Obi Enechionyia

Personal information
- Born: September 19, 1995 (age 30) Springfield, Virginia
- Nationality: American / Nigerian
- Listed height: 6 ft 8 in (2.03 m)
- Listed weight: 220 lb (100 kg)

Career information
- High school: St. James School (Hagerstown, Maryland)
- College: Temple (2014–2018)
- NBA draft: 2018: undrafted
- Playing career: 2018–2023
- Position: Power forward / center
- Number: 0

Career history
- 2018–2021: Real Betis
- 2021: Iraklis Thessaloniki
- 2021–2022: Alliance Sport Alsace
- 2022–2023: Burgos

= Obi Enechionyia =

Nigerian-American former professional basketball player

Obi Enechionyia (born September 19, 1995) is a former Nigerian-American professional basketball player. He competed in college for Temple.

==Early life==
Enechionyia's father grew up in Nigeria before moving to the U.S. He has two brothers, Nnamdi and Chu, who also played Division I basketball. Enechionyia first began playing basketball in eighth grade, focusing on soccer beforehand. He attended St. James School and was a four-star recruit.

==College career==
As a freshman, Enechionyia averaged 5.0 points and 3.5 rebounds per game on a Temple squad that participated in the 2015 NIT. He had 17 points, eight rebounds and five blocks in a season-ending loss to Miami in the NIT semifinals. Coming into his sophomore season, Enechionyia sprained his ankle and missed a game against North Carolina and was limited through the first half of the season. Enechionyia averaged 11.0 points and 3.8 rebounds per game as a sophomore. He helped Temple to a 21–12 record and berth in the NCAA Tournament, where the team lost a close game to Iowa in the first round.

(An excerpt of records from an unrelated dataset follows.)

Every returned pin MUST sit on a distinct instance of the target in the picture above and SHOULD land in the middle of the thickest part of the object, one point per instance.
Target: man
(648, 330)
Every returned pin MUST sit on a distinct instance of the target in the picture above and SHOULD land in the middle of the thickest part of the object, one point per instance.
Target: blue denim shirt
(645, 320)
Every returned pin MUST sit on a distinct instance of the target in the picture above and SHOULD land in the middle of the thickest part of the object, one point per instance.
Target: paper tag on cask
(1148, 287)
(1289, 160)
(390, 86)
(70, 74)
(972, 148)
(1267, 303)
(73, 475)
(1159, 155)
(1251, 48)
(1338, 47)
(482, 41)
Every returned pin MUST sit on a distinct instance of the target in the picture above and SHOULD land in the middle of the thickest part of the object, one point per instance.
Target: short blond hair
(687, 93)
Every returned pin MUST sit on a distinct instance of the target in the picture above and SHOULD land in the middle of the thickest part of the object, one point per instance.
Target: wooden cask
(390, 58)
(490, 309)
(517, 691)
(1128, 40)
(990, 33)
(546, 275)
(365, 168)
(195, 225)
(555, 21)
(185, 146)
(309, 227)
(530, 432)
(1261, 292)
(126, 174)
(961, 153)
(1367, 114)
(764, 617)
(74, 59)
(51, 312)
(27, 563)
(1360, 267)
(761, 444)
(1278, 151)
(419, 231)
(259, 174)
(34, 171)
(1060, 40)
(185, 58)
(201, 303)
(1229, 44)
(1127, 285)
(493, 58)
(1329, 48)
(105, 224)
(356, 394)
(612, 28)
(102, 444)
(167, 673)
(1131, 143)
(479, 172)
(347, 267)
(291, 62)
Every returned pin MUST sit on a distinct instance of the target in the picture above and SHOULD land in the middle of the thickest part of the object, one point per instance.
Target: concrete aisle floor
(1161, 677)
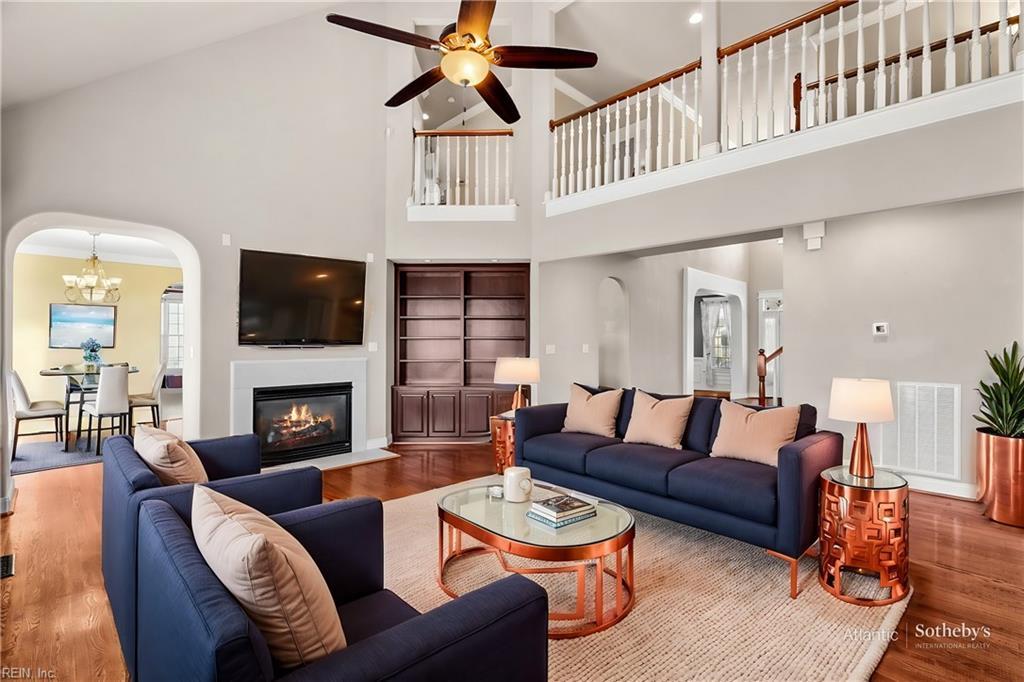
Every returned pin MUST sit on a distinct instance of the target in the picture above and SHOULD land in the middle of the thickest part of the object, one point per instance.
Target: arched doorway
(187, 257)
(613, 344)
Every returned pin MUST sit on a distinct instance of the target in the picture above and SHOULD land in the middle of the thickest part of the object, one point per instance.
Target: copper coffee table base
(577, 560)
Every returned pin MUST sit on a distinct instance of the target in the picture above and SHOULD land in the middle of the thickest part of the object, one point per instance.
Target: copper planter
(1000, 477)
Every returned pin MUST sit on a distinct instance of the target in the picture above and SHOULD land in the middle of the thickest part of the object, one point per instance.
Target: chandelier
(92, 286)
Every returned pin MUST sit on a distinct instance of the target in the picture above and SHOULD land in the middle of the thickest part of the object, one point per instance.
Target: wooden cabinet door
(410, 413)
(443, 413)
(477, 407)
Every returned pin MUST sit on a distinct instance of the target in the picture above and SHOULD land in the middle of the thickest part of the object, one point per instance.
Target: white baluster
(672, 121)
(786, 91)
(803, 76)
(726, 128)
(975, 58)
(739, 99)
(841, 70)
(563, 180)
(822, 97)
(486, 171)
(755, 124)
(904, 76)
(648, 160)
(771, 89)
(926, 54)
(1004, 39)
(860, 88)
(418, 171)
(508, 169)
(880, 72)
(636, 141)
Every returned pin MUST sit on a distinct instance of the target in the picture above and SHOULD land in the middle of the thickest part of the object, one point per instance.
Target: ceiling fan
(467, 56)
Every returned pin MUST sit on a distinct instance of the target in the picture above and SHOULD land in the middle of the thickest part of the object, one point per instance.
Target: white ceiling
(54, 46)
(72, 243)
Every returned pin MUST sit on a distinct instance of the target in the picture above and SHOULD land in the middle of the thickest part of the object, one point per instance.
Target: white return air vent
(925, 438)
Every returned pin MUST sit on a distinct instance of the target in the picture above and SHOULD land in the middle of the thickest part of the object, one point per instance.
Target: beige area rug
(708, 607)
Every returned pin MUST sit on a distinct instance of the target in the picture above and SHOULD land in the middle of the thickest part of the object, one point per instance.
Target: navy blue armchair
(232, 464)
(190, 628)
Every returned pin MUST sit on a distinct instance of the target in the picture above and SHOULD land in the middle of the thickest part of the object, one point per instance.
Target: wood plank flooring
(54, 614)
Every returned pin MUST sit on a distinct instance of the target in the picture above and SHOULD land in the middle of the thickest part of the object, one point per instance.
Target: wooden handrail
(462, 133)
(915, 52)
(625, 94)
(823, 10)
(763, 372)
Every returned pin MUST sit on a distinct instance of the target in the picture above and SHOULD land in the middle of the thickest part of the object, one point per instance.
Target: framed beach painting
(72, 324)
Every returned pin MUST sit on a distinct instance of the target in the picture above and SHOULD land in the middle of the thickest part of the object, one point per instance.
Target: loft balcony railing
(805, 73)
(461, 168)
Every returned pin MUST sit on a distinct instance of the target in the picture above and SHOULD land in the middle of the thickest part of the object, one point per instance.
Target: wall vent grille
(925, 437)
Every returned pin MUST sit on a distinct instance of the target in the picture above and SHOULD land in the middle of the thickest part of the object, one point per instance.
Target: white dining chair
(112, 402)
(26, 410)
(151, 399)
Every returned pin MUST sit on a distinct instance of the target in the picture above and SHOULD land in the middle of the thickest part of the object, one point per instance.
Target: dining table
(80, 378)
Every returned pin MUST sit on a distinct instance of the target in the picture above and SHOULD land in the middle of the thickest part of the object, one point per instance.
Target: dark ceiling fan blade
(534, 56)
(498, 98)
(425, 81)
(384, 32)
(474, 17)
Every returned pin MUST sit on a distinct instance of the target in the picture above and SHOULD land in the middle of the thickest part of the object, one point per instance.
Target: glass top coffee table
(592, 549)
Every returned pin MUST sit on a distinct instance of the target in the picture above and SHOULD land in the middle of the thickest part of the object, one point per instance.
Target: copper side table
(864, 527)
(503, 441)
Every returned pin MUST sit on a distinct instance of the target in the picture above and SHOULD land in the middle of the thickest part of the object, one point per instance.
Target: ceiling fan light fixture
(465, 67)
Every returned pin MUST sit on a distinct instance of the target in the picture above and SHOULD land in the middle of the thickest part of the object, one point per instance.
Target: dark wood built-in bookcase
(452, 322)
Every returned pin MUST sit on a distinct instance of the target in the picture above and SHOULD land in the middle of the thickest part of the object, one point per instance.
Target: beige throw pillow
(271, 576)
(172, 460)
(592, 414)
(658, 422)
(755, 435)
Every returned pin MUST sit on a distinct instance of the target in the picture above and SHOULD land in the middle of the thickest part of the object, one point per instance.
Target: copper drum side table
(604, 542)
(503, 441)
(864, 527)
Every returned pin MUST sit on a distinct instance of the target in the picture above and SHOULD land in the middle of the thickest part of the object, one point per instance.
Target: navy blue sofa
(232, 464)
(773, 508)
(190, 628)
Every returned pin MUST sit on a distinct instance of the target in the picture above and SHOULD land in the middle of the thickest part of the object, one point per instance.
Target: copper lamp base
(860, 458)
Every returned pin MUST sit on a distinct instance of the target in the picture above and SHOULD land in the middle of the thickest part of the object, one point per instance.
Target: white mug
(517, 484)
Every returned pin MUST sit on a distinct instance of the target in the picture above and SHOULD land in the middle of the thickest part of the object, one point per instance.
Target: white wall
(273, 137)
(948, 281)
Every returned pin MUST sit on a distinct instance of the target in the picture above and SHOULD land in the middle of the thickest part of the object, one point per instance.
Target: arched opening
(613, 344)
(187, 258)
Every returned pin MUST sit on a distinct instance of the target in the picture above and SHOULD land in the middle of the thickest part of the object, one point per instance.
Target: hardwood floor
(54, 614)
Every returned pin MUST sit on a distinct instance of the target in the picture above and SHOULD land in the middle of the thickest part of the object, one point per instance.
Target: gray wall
(261, 136)
(948, 281)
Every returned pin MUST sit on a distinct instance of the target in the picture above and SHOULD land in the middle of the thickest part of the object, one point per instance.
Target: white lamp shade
(517, 371)
(862, 400)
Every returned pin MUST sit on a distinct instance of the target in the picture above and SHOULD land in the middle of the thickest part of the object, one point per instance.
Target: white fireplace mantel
(247, 375)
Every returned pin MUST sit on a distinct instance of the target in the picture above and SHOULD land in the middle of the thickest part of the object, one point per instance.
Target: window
(172, 330)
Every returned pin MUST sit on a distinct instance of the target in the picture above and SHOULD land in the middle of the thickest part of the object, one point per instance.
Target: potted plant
(1000, 439)
(90, 353)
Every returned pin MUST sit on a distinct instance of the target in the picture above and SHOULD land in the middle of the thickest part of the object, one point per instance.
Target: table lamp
(864, 401)
(517, 371)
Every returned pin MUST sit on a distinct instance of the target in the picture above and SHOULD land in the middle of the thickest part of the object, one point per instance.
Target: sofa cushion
(592, 413)
(747, 489)
(655, 422)
(638, 466)
(753, 434)
(563, 451)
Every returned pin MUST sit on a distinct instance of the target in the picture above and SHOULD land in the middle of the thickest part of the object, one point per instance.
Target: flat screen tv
(286, 299)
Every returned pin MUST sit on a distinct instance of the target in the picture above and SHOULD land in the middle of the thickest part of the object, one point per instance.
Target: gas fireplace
(302, 422)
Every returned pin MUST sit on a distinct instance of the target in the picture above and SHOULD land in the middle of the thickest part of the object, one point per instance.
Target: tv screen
(285, 299)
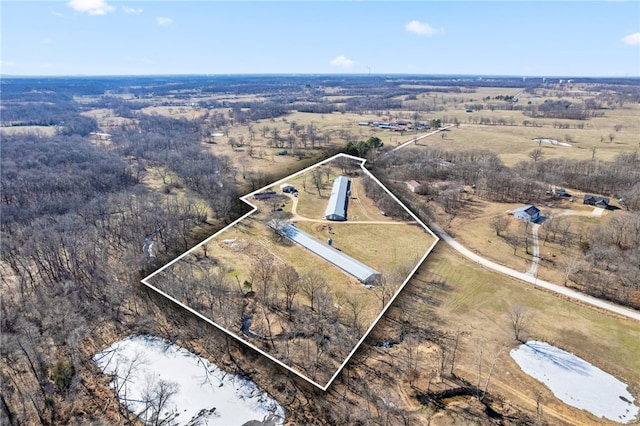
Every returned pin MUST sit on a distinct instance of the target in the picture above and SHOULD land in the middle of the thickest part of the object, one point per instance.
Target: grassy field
(476, 302)
(43, 130)
(391, 247)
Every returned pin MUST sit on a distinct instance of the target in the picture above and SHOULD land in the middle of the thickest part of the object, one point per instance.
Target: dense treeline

In the NIT Season Tipoff, Enechionyia recorded 16 points, eight rebounds, and six blocks against Florida State and 22 points, 12 rebounds, and five blocks against West Virginia. He was named Tournament MVP. He had a season-high 26 points against St. Joseph's in a 78–72 win on November 30, 2016. As a junior, Enechionyia was second on the team in scoring with 13.1 points per game while leading the team in rebounding with 5.8 rebounds per game. He shot 41 percent from floor and 39 percent from behind the arc on a team that finished 16–16. After the season, Enechionyia declared for the 2017 NBA draft, but ultimately returned for his senior year.

Enechionyia was named MVP of the Charleston Classic after recording 12 points in the title game against Clemson. Enechionyia scored a career-high 27 points in an 84–66 loss to Georgia on December 22, 2017. As a senior, Enechionyia averaged 10.8 points and 5.8 rebounds per game. He was selected to be the 2018 American Athletic Conference Scholar Athlete of the Year. After the season, he participated in the Portsmouth Invitational Tournament. Enechionyia finished his Temple career with 1,296 points and 613 rebounds. He graduated with a degree in communications.

==Professional career==
After going undrafted, Enechionyia signed with the Detroit Pistons in the NBA Summer League. On August 31, 2018, he signed a two-year deal with Real Betis Energía Plus of the Spanish LEB Oro. Enechionyia averaged 5.3 points per game during the 2019–20 season. He re-signed with the team on July 27, 2020.

On January 13, 2021, Enechionyia agreed to terms with Greek club Iraklis Thessaloniki. He averaged 6.3 points and 4.7 rebounds per game. On August 14, 2021, Enechionyia signed with Alliance Sport Alsace of the LNB Pro B.

On July 27, 2022, he signed with San Pablo Burgos of the LEB Oro.